The trailing four-quarter P-E ratio for the benchmark Standard & Poor’s 500-stock index is currently 16.8. If you multiply 16.8 x $114.44 (the S&P 500’s trailing four-quarter earnings-per-share, according to Thomson Reuters), you get the index’s current value of roughly 1915-1925. That’s down roughly 3.5% from its July 24 all-time closing high.

But a market multiple of 16.8 is much higher than normal. The long-term average P-E for the S&P 500 is 15.35, according to Bespoke Investment Group, citing data going back to 1929.

So where would the S&P 500 be trading if the market’s P-E contracted to the long-term average?

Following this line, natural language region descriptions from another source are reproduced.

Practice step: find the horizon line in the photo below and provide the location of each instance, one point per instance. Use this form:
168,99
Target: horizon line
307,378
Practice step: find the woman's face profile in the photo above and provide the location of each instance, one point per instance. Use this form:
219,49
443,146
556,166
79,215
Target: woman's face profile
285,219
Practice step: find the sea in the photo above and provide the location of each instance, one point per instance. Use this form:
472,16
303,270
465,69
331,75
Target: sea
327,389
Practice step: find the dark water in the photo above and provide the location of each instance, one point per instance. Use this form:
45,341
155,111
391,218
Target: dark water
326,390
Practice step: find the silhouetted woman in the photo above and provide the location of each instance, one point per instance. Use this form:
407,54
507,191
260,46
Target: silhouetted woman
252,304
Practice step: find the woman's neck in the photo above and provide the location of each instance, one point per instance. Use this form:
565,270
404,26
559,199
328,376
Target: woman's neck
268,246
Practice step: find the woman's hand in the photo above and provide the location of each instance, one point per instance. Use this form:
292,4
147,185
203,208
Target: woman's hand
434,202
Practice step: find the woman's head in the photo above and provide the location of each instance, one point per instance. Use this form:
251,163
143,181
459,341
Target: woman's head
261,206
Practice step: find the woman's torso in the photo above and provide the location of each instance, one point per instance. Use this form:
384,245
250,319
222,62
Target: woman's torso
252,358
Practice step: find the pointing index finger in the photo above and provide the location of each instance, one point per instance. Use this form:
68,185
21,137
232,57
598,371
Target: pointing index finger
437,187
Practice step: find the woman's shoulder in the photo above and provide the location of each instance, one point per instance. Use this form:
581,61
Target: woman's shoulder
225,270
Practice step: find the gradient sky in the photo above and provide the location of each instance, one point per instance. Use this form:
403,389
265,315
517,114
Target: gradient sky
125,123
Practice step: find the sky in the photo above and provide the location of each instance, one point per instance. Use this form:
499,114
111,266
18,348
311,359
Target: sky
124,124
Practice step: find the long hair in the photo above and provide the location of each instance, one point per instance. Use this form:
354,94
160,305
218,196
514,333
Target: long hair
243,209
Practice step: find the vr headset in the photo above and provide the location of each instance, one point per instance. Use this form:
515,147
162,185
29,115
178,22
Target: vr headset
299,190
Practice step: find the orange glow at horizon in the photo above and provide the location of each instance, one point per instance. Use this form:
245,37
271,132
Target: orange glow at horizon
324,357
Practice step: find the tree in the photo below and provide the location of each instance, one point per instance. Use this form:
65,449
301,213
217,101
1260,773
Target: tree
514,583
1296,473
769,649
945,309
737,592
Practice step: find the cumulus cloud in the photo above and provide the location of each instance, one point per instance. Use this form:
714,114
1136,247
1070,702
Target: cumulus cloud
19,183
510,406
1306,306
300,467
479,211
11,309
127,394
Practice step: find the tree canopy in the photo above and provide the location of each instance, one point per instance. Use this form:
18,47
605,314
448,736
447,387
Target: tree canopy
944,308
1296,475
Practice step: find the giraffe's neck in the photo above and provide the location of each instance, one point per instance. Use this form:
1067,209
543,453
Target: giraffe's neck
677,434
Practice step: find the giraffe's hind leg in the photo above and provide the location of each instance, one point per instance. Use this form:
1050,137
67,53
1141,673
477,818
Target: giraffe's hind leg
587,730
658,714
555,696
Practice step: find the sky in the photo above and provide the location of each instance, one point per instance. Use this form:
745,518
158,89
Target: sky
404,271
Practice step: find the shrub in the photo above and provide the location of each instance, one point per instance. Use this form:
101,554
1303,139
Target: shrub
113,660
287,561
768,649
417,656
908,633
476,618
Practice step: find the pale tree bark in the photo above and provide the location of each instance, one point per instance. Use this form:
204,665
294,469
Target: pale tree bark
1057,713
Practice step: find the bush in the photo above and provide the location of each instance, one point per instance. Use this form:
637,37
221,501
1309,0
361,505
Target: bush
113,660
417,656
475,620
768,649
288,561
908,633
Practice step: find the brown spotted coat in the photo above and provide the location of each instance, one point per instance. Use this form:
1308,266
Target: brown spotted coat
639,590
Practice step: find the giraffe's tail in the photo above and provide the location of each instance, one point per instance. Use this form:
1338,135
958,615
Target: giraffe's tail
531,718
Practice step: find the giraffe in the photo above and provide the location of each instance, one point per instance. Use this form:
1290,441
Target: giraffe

Roughly 1750. (Earnings of $114.44 multiplied by a P-E of 15.35 = 1757 on the S&P 500.) If the P-E shrank to its long-term norm, the index would need to fall 8.3% from current levels.


Of course, with corporate earnings coming in strong and economic data in the U.S. on the upswing, a major contraction in P-E multiples isn’t a sure thing. But investors should be aware that the S&P 500’s P-E has already started to shrink amid rising geopolitical risks. Back in May, the index was trading at 17.3 times earnings — or 2 full percentage points above its historical average, according to Bespoke.

The good news is that the average P-E since 2004 is 16.95, Bespoke data show, which means the market’s current valuation of 16.8 times earnings is in line with more recent history.
 
Tomorrow is August 9th. But yeah, the article was looking at the "trailing four-quarter P-E ratio" which was the average for the last quarter, not a spot measure of today's figure.

Investopedia explains 'Trailing Price-To-Earnings - Trailing P/E'

This is the most commonly used P/E measure because it is based on actual earnings and, therefore, is the most accurate. However, stock prices are constantly moving while earnings remain fixed. As a result, forward P/E can sometimes be more relevant to investors when evaluating a company.